How The Fuck Do You Write A Search Engine?


Update 2019-01-25: Much like SPDS I'm too lazy to maintain this, so it's now offline forever.

Following on with my previous article where we look at old, shitty code and rebuild it, today we are looking at code I made for a school assignment. It was a search engine called 'viperidae' (I don't know how you are supposed to pronounce it) and was the first big software project I've ever done. You could even say that it was a MAJOR project… because it was. It was for my SDD Year 12 major project. But before we begin, I'll just get the question that everyone has right now out of the way.

What mark did you get?

95/100. I lost some marks because the parts of the documentation were lacking and because it only had 2 screens (there was a requirement for 3 screens, which is a STUPID requirement).

With that, we can now take a dive into the distant past of 2017.

This was my first repository on GitHub so you can go and look at it here. Fun fact: if you look at the commit history (and ignore the terrible commit messages), you'll see that I actually started writing it a month (Dec 2016) before I was given the assignment (Jan 2017). I'm pretty sure that this is not allowed as you can't hand in anything you've created before the assignment is given, but as we all know: 'it's only cheating if you're caught'.

Setting it up is pretty straightforward. Create a virtual environment, pip install requirements.txt, and then run If you did that then type in your browser's url bar which should show you this:


There are four fields to fill out here: search, depth, include external links, and seed. Unfortunately I don't have my original documentation which explained all of this and more, so I'll quickly explain why there are so many fields and what they do.

In case you don't know, writing a search engine is hard.

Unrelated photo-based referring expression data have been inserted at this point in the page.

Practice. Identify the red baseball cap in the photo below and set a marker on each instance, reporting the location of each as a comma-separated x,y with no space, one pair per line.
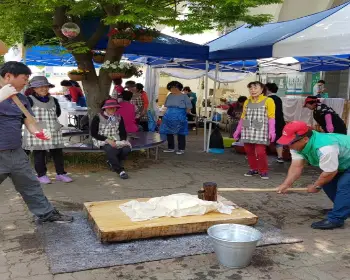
310,100
293,131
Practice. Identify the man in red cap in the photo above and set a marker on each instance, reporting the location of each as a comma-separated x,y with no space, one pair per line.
325,116
330,152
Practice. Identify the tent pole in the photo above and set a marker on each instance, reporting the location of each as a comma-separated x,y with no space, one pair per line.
206,103
24,51
212,104
348,92
347,101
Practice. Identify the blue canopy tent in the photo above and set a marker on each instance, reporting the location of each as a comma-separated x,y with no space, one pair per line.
296,38
165,48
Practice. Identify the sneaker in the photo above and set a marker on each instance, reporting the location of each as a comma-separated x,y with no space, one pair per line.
44,180
64,178
123,175
251,173
56,217
264,176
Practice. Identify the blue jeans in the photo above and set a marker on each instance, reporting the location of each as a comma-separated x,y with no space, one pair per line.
338,190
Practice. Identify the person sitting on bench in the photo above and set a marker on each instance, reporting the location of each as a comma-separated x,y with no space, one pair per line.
108,132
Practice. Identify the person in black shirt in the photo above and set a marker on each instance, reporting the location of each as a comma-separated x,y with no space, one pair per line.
272,89
108,132
325,116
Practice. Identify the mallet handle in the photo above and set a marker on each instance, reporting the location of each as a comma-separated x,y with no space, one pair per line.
259,190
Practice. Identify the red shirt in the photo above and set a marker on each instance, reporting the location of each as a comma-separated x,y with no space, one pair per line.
75,93
144,98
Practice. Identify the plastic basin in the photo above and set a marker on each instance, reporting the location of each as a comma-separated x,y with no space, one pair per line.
234,244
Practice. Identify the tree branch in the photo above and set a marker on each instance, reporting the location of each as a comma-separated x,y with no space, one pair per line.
93,40
59,18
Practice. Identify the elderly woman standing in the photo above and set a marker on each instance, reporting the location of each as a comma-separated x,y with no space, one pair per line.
47,110
174,121
257,126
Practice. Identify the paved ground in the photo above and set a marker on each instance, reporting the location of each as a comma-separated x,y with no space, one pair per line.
323,254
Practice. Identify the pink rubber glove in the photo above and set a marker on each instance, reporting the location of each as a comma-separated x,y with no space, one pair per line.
272,130
43,135
237,133
329,124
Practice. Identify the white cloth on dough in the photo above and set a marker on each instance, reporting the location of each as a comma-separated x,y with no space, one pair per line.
175,205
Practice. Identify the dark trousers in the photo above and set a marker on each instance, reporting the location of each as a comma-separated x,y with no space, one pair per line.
144,125
181,139
15,164
40,161
338,191
116,156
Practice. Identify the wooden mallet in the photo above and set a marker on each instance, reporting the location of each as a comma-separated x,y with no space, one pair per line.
259,190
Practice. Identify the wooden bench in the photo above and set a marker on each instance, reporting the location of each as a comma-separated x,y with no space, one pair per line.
139,141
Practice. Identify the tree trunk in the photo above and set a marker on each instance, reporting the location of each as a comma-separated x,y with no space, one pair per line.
97,88
93,93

Way too hard for any normal 17 year old, which caused me to cut a lot of corners. One of the biggest corners to cut was the entire 'index the entire web' part of a search engine. Because I was too dumb to understand any forms of concurrency or parallelism, I decided that I would not index any parts of the web because my web crawler was WAYYYY to slow. So it was decided that the web crawler would be a more integral part of the engine where the site was crawled during the search, instead of a precursor to it. This meant that in order to conduct a search, you also had to type in the website. This is the seed field. In the documentation I managed to frame this as 'creating more accurate searches by focusing on individual sites'. Not the best excuse, but hey, anything for marks.

Now obviously I could have used something like Scrapy as a web crawler, which would have worked fifty billion times better than whatever I made. But I felt as though I was already using too many libraries and that I should write my own code. After all you wouldn't just import Essay would you?

However, that corner apparently wasn't cut enough. My crawler was still much too slow to crawl even a small website in a reasonable time. This is band-aided by the depth field which basically just limits how many pages are searched, which means I just let the user decide how long they want to wait.

The rest of the fields are just options for these round edges. search is obviously the item you want to search for and include external links determines if the crawler will crawl through links that aren't part of the seed website.

To be honest, that explanation covers pretty much everything I dislike about it. I've not really talked about the actual searching, but I don't expect myself to be able to create a super advanced algorithm to find exactly what you want. I just created something that worked well enough, as in it pointed you to a small house and said "ehhh it's somewhere in 'ere mate", ignoring the fact that you just asked for where it was in the small house.

Now is finally the time to look at the new search engine!

One of the big reasons I didn't like old viperidae was because it had no reason to exist as I had to hand wave a reason in the documentation. So now I've given the new on a real reason. It's a developer focused API for searching individual websites. It's a way for users to quickly create searching for their website with loads of special features. Although right now I haven't built any of the developer focused parts, I've built a redesign of the original engine. You can see a restricted, public demo here. If it were using the developer API, the website would already be indexed so the engine wouldn't have to crawl it. The API source is here and the source for the public website is here.

This is all pretty bare bones right now because I've spent most of my time learning some new stuff while redesigning the engine. Namely the fact that the crawler is now asynchronous and is much faster than the original. Although it's still not Scrapy fast, it shouldn't really matter because the websites should be indexed anyway.

There is still a lot to do (pretty much all of it). But I'm sure in another year's time, I'll look back at it and decide that it's garbage and remake it all again.

Update 2019-01-25: Hey it's me from the top of the page, remember me? Anyway, ignore those last two paragraphs. Thank you.